Erdoğan optimizing his power game amid killings
Right after the news President Tayyip Erdoğan was going to meet Parliamentary Speaker İsmet Yılmaz to discuss an interim government to take the country to another election in six months, the news hit the wires about the killing of eight Turkish soldiers in a bomb ambush near the eastern city of Siirt by suspected militants of the outlawed Kurdistan Workers’ Party (PKK).
That was only another link in the chain of terror taking the lives of soldiers, police officers and civilians in the predominantly Kurdish populated east and southeast of the country since July 20, when two policemen were killed in their sleep by suspected PKK militants in Ceylanpınar near the Syrian border, practically ending the de facto cease-fire between the Justice and Development Party (AK Parti) government and the PKK thanks to the dialogue started in 2012 in pursuit of a political solution.
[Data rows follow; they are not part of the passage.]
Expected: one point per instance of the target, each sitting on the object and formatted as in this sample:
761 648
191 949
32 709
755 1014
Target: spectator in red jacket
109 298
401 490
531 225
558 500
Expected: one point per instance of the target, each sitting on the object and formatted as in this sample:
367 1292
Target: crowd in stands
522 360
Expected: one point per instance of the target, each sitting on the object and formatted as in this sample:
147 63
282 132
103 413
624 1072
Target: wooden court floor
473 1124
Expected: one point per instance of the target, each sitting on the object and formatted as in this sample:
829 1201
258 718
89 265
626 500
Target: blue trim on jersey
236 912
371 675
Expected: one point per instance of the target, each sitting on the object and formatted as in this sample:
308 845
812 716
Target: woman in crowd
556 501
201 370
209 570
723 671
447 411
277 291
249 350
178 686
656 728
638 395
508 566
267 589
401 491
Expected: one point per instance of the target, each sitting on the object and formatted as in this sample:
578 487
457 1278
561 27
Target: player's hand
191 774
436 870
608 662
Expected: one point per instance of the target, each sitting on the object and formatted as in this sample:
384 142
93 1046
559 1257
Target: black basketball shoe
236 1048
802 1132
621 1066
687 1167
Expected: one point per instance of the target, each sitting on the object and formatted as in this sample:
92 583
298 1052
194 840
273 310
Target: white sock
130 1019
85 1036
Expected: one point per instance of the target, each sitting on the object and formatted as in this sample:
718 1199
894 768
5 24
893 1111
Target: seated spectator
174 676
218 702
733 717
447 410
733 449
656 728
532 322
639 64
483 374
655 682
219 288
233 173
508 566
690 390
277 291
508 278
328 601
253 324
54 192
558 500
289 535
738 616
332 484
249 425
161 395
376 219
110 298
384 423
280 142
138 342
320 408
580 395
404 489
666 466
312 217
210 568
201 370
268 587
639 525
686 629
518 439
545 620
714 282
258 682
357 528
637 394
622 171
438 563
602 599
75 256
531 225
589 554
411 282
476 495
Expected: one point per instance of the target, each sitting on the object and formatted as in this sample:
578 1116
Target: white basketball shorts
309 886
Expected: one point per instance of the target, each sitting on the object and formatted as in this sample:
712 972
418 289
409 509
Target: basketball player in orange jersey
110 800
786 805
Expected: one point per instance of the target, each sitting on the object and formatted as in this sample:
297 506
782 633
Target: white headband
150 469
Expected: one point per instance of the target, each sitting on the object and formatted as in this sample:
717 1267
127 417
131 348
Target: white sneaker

Because of the reciprocal escalation of attacks by both PKK militants and government forces, in a rather short period of time the entire picture has turned upside down. The PKK has been declaring autonomy in towns, trying to deny entry by digging trenches across roads and booby-trapping them, while special operations police have been carrying out raids supported by helicopters, allegedly torturing the suspects they arrest amid statements from both Ankara and Kandil (in northern of Iraq where the PKK has its HQ) with threats of going all the way down.
Right before the attack killed eight more soldiers, Erdoğan also announced Turkey was swiftly heading for an election. In the same widely-televised public address, Erdoğan also strongly slammed all opposition parties, bringing an end to all of Prime Minister Ahmet Davutoğlu’s efforts for a coalition government.
”He came to power through an election and he is trying everything not to leave power through an election,” said Haluk Koç, the spokesman for the Republican People’s Party (CHP), during a press conference right after the news of the attack and Erdoğan’s call to the parliamentary speaker.
Being the head of the CHP delegation which carried out the failed coalition talks with the AK Parti, Koç ruled out the CHP taking part in an interim government for elections, reminding that the CHP was ready for a long-term reformist coalition with the AK Parti for the good of the country. Koç openly accused Erdoğan of undermining the coalition efforts.
Nationalist Movement Party (MHP) head Devlet Bahçeli had earlier ruled out their participation in an election government. Now the only party open to take part in an election government with the AK Parti is the Kurdish problem-focused Peoples’ Democratic Party (HDP), but neither Erdoğan nor Davutoğlu want them; Erdoğan denounces them as the “political extension of the separatist terrorist organization,” implying the PKK.
According to MHP sources talking to Hürriyet, Bahçeli, who used to be for a re-election up until a few weeks ago, had asked PM Davutoğlu whether it was a good idea to go to an early election under the current security situation in Turkey, as the last round of talks failed with the MHP as well. The answer apparently came from Erdoğan.
Erdoğan was not pleased with the results of the June 7 election. He was hoping that an AK Parti government would let him enjoy full executive powers as the administrative regime was shifted from the current parliamentary one to the strong presidential that he desired through a constitutional change. But far from having a constitutional majority to change the constitution, the AK Parti lost the parliamentary majority to set up its own government.
Both Erdoğan and Davutoğlu see the main reason as the HDP exceeding the 10 percent national threshold and entering parliament with an effective presence, spoiling Erdoğan’s power game.
Erdoğan wants to have those elections in order to try his chance once again to keep the power he built in 13 years of AKP rule and he wants to do that in synchronicity with the G-20 summit on Nov. 15-16 in Turkey, where he would host world leaders, hoping that could help his image in the country. It seems as if Erdoğan is fixed on that single target of keeping his power safe under all circumstances.